From the moment Pete Seeger tried to cut the power at the 1965 Newport Folk Festival debut of Bob Dylan's electric band, rock's cultural influence and business potential have been grasped by a rare assortment of ambitious and farsighted musicians and businessmen. Jon Landau took calls from legendary producer Jerry Wexler in his Brandeis dorm room and went on to orchestrate Bruce Springsteen's career. Albert Grossman's cold-eyed assessment of the financial power at his clients' fingertips made him the first rock manager to blaze the trail that David Geffen transformed into a superhighway. Dylan's uncanny ability to keep his manipulation of the business separate from his art and reputation prefigured the savvy -- and increasingly cynical -- professionalism of groups like the Eagles.

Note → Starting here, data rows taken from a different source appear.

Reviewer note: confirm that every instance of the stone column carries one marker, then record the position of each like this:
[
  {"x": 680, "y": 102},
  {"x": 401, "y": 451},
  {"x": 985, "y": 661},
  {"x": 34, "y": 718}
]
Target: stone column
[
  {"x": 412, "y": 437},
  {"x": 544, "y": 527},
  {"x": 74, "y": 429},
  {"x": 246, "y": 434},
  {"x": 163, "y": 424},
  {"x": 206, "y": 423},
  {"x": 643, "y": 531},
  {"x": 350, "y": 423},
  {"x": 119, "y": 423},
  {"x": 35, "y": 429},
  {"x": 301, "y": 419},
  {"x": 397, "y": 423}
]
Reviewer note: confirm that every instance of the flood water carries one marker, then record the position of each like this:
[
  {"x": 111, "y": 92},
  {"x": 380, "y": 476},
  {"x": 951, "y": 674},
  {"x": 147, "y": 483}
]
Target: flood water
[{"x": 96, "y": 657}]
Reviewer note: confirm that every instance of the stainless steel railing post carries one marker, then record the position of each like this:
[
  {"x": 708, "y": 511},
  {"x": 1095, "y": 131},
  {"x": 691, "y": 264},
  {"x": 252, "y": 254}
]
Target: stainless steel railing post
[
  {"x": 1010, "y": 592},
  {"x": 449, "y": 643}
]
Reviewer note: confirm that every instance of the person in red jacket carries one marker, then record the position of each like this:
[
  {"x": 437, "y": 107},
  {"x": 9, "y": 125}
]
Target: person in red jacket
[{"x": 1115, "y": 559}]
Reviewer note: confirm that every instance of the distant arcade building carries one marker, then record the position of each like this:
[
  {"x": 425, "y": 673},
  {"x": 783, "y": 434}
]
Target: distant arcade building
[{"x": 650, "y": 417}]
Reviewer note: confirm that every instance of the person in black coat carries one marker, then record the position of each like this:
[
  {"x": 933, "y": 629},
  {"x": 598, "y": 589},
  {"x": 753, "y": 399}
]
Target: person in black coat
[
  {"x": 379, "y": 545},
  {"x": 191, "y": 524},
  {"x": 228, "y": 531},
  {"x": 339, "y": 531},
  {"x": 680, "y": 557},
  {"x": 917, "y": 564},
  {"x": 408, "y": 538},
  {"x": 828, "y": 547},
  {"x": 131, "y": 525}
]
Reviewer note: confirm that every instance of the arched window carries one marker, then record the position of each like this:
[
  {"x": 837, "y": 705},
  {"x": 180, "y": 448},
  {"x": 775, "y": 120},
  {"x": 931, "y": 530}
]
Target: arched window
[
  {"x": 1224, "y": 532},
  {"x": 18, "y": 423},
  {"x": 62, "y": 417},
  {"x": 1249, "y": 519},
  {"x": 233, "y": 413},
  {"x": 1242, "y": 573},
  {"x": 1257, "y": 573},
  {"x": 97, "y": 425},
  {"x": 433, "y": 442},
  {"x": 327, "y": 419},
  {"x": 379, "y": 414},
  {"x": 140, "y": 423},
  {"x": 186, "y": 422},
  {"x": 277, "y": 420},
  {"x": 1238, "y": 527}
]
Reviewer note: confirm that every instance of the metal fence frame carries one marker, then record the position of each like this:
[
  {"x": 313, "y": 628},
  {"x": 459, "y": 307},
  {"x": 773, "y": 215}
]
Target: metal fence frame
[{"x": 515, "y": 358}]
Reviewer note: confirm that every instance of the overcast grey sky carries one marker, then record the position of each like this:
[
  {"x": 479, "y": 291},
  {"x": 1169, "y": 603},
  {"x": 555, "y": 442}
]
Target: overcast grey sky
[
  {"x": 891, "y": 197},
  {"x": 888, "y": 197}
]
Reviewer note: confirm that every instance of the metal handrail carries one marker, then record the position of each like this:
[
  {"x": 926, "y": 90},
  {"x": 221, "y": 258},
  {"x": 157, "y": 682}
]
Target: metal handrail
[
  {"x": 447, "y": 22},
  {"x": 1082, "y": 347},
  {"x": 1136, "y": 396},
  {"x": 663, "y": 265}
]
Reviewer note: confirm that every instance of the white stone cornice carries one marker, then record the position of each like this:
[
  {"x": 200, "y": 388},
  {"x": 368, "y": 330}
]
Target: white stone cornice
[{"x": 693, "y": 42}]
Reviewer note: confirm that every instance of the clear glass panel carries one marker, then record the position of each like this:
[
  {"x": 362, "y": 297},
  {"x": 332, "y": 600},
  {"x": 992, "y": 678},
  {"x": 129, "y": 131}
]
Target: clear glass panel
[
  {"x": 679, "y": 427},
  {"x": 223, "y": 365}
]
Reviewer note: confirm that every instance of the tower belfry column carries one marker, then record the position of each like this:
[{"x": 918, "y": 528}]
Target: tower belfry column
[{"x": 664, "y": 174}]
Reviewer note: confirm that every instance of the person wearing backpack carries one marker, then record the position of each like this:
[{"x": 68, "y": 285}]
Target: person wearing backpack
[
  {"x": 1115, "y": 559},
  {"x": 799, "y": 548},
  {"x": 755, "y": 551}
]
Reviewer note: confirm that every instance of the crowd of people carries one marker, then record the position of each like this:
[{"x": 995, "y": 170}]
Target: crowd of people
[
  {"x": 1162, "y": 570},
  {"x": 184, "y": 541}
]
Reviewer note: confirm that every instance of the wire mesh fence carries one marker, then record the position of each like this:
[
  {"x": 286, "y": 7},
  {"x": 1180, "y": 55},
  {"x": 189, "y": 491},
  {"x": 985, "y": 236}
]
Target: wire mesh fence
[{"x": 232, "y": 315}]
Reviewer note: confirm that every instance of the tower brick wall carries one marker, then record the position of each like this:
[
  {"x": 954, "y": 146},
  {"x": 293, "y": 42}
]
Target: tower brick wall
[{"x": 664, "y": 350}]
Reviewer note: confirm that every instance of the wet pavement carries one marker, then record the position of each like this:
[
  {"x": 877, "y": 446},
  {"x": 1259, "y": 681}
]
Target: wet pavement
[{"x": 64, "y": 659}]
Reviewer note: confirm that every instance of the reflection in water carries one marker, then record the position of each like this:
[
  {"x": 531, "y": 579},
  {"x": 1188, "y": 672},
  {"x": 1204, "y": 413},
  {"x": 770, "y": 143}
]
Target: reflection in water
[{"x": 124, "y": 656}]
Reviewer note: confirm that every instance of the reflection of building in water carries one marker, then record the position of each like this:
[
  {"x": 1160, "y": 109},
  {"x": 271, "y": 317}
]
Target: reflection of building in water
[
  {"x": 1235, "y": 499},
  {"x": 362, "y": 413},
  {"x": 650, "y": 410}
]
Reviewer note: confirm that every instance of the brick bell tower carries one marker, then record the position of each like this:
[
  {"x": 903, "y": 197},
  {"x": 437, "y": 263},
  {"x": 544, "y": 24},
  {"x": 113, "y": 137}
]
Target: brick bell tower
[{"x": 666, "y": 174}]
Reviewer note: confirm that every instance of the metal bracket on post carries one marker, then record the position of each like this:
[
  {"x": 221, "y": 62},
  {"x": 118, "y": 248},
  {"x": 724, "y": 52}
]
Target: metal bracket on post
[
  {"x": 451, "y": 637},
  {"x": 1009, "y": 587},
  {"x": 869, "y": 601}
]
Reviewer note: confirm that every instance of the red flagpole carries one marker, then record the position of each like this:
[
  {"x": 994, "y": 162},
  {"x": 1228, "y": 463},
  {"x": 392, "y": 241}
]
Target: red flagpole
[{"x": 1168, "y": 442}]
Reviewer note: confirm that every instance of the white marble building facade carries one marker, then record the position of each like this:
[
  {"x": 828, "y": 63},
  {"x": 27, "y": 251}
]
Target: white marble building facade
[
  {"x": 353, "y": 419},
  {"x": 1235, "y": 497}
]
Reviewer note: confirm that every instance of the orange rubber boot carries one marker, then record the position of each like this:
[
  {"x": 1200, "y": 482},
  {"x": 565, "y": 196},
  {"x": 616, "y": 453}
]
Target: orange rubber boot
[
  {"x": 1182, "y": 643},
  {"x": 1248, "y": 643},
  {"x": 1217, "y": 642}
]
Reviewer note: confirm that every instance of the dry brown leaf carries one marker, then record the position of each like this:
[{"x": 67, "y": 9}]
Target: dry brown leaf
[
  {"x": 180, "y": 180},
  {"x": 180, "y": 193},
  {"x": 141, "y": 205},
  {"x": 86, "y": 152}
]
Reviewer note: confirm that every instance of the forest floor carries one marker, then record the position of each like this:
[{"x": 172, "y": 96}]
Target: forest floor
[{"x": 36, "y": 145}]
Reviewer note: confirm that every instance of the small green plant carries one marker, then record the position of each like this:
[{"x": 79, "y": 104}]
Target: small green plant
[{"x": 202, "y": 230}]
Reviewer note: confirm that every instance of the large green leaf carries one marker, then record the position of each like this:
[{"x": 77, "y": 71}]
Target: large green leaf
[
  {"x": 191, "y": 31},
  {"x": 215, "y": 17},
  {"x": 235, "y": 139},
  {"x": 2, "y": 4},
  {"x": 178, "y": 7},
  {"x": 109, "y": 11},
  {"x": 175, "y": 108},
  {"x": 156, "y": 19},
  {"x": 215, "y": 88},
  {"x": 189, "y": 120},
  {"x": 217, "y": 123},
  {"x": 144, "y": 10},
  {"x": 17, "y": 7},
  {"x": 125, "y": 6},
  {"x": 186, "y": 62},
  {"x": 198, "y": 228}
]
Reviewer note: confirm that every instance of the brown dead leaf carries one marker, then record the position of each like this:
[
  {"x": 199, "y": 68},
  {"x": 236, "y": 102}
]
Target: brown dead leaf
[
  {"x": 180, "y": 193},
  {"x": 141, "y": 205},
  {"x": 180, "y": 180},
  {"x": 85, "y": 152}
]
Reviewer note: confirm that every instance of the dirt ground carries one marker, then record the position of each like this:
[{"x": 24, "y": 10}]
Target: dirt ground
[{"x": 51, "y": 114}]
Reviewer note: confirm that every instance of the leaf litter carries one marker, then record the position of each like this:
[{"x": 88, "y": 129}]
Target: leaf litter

Fred Goodman, a longtime rock critic and journalist, digs into the contradictions and ambiguities of a generation that spurned and sought success with equal fervor. The Mansion on the Hill, named after a song title used by Hank Williams, Neil Young, and Bruce Springsteen, breaks new ground in our understanding of the people and forces that have shaped the music.
About the Author
Fred Goodman is a writer specializing in the music and entertainment business. From 1987 to 1990 he was a senior editor at Rolling Stone, where he is now a contributing editor. He has written for The New York Times, Vanity Fair, GQ, M, and The Village Voice. He lives in White Plains, New York.